Так прошли тяжелые два года в жалких ссорах между собой мелких партий и политических сект, пока наконец не явилась «Молодая Италия». Между падением карбонаризма и «Молодой Италией» появляется одна личность блестящая и сильная – Чиро Менотти, готовый дать новый толчок замиравшему, или по крайней мере начинавшему разлагаться, итальянскому движению. Менотти для нас все еще загадочная личность. Он едва успел промелькнуть на поприще общественной деятельности и умер на виселице. Короткой карьеры его было достаточно ему для того, чтобы возбудить самые богатые надежды в своих соотечественниках, чтобы сделать надолго дорогой для них его память. Но он не успел даже «объяснить себя» – сделать доступным всем то, за что сам он сложил свою умную голову…
Стихотворение Джусти «Сапог» появилось в то время, когда мысль итальянского единства, хотя встреченная живым сочувствием всех сословий и классов, еще далеко не всеми была понята, по крайней мере, в тесной связи своей с коренными вопросами существования каждого гражданина. Еще довольно молодым человеком, – таким, одним словом, каким он был, когда писал свой «Бал» и обличительные сатиры, – Джусти принимал весьма отдаленное, правда, и какое-то косвенное, участие в восстании Романий. Чем именно ограничивалось это участие в последнем заговоре умиравшего карбонаризма, я не могу сказать с точностью; мне не удалось достать никаких подробных сведений об этом событии из жизни разбираемого мной поэта. По всей вероятности, участие это было более пассивное; по крайней мере, оно не навлекло на него даже гонений со стороны подозрительной велико-герцогской полиции…
Джусти вообще не был и от природы заговорщиком. Впечатлительный и раздражительный до крайности, он мало внушал к себе доверия даже в людях, знавших близко и его самого, и честность его мнений, и искреннюю его привязанность к своим убеждениям и общему делу. Но Джусти был трус, подозрителен, как тосканский контадин и как мужики всех стран мира. Эта странная непоследовательность – удел весьма многих писателей и поэтов, людей мысли и созерцательности более, чем действия. Многое можно бы было сказать по этому поводу и не столько в оправдание самого Джусти, сколько вообще человека. Но я также мало склонен оправдывать его, как и обвинять за что бы то ни было. Мне не по душе становиться на точку зрения исправительной полиции по отношению к человеку, умершему больше десяти лет тому назад, и я вовсе не считаю это обязанностью биографа. Мы, и в самых судейских процессах в
Предоставляя это похвальное занятие тем, кому оно придется по душе, я возвращаюсь к Джусти…

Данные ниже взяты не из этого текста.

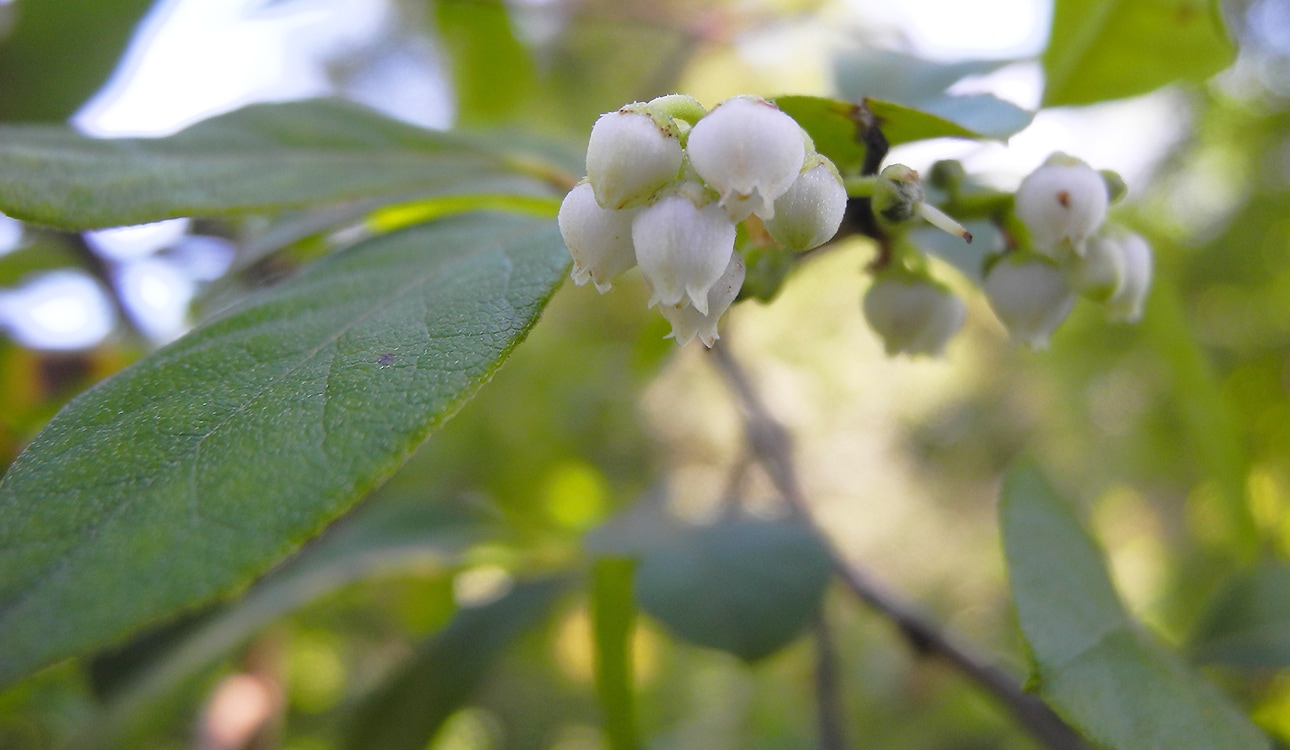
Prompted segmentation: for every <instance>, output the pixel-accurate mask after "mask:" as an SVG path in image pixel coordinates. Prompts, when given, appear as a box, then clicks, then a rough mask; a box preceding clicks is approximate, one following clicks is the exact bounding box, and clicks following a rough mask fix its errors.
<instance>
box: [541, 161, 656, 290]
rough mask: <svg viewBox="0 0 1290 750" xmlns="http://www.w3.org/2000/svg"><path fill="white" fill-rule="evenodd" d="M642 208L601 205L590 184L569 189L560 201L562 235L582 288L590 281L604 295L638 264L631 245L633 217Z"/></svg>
mask: <svg viewBox="0 0 1290 750" xmlns="http://www.w3.org/2000/svg"><path fill="white" fill-rule="evenodd" d="M637 213H640V209H623V210H610V209H606V208H600V205H599V204H597V203H596V196H595V195H592V188H591V185H590V183H586V182H583V183H582V185H579V186H578V187H574V188H573V190H571V191H569V195H566V196H565V199H564V203H561V204H560V216H559V218H557V222H559V223H560V234H561V236H564V240H565V245H568V247H569V254H571V256H573V274H571V275H573V280H574V283H575V284H578V285H579V287H582V285H583V284H586V283H587V280H588V279H590V280H592V281H593V283H595V284H596V289H597V290H599V292H600V293H601V294H604V293H605V292H608V290H609V289H610V288H611V287H613V280H614V279H617V278H618V276H619V275H622V274H623V271H627V270H628V269H631V267H632V266H635V265H636V250H635V249H633V248H632V219H633V218H636V214H637Z"/></svg>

«Ты мне напоминаешь Самсона, – говорил нашему поэту Гверрацци, – но такого Самсона, который, разрушая храмину над филистимлянами, сам дрожит от страха, чтобы осколки штукатурки не разбили ему нос».
Характеристика эта до крайности верная. Джусти всю свою жизнь дрожал перед сбирами и полициантами, которых беспощадно клеймил в своих стихах. Можно бы от души пожелать, чтобы этой черты не было в характере самого народного из итальянских поэтов. Но с другой стороны, если бы в Джусти не было этой, весьма несимпатической для современного человека, трусости, контадинского себялюбия и т. п., не было бы, может быть, в нем много того, что именно и делает его личность дорогой итальянцам, – не было бы и самого Джусти. Будем же брать живое лицо таким, как оно есть, не подгоняя его под заранее придуманные и заготовленные на всякий случай рамки совершенства… Гёте еще гораздо прежде меня заметил, что добродетели и недостатки наши растут на одном стебле…
Благодаря, может быть, этой самой черте, во всем Джусти так много простодушной наивности, что сам Леопольд II, послуживший предметом не одному из обличительных стихотворений, щадил его.
Поэт, однако же, не делал ровно ничего, чтобы заслужить покровительство высокопоставленных меценатов. Покровительство ограничивалось чисто отрицательными поступками: Джусти не преследовали, не сажали в тюрьму, чему отчасти способствовало и то, что он умел всегда вовремя укрыться от невзгоды в своей родной деревушке…
Участье, принятое им в романском восстании, как ни было оно пассивно и неприметно, имело для самого поэта весьма благие последствия. Оно сблизило его с людьми, если и уступавшими ему в талантливости натуры, то более сильными, чем он, систематическим развитием мысли, практическим знакомством с делом и жизнью. Между новыми его друзьями были люди, в свою очередь скоро добившиеся весьма лестной известности на разных поприщах: Монтанелли, Гверрацци занимали между ними первое место. Благодаря им, он скоро вышел из-под влияния братьев d’Azeglio, дилетантов по всем родам политической и художественной деятельности, и тому подобных.